- Died: 1552
- Noble family: Vinstorpa
- Spouses: Erik Karlsson (Vasa) Erik Eriksson (Gyllenstierna)
- Father: Karl Bengtsson (Vinstorpa)
- Mother: Karin Lagesdotter Sparre

= Anna Karlsdotter =

Swedish noble and landholder (died 1552)

Anna Karlsdotter (Vinstorpa) (died 1552), was a Swedish noble and landholder. By her daughter Ebba Eriksdotter Vasa, she was the maternal grandmother of Queen Margaret Leijonhufvud and thereby great-grandmother of King John III of Sweden and King Charles IX of Sweden. She is remembered as one of several possible people later identified with the famous legend of Pintorpafrun.

==Biography==
Anna Karlsdotter was the daughter of noble riksråd Karl Bengtsson (1454-1495) of the Vinstorpa family and Katarina "Karin" Lagesdotter Sparre (d. 1493), and sister of knight and riksråd Örjan Karlsson (d. 1500).

In 1488, she married riksråd lord Erik Karlsson Vasa of Stäkeholm and Rumlaborg, a cousin of Erik Johansson Vasa, father of Gustav I of Sweden. She became a widow when her husband was shot in 1491 for harassing a priest.
In 1492, she remarried Erik Eriksson Gyllenstierna the Younger, who was lynched in 1502 for having capitulated to the Danes at Älvsborg. She had many children, among them Ebba Eriksdotter Vasa and Margareta von Melen.

Upon the death of her childless brother, she became the last descendant of the Vinstorpa family III, and the heir of the family estates.
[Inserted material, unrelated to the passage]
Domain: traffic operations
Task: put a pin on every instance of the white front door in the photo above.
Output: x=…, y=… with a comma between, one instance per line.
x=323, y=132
After having been widowed a second time, she bought the manor Pinntorp in Södermanland in 1508, and devoted the rest of her life to the management of her estates. In addition to the estates she inherited, she expanded her lands by acquired more and more land in Västergötland over a period of almost fifty years, and became a very substantial, rich and noted landowner. In 1520, for example, her son-in-law borrowed money from her to be able to lodge her daughter Ebba and their children in Västerås Abbey while he attended the coronation in Stockholm, something that saved them from the Stockholm Bloodbath. Upon the marriage of her granddaughter Margaret Leijonhufvud to the king in 1536, she benefited as did all the relatives of Margaret and was granted land and privileges such as the right to certain taxes and fines from the king.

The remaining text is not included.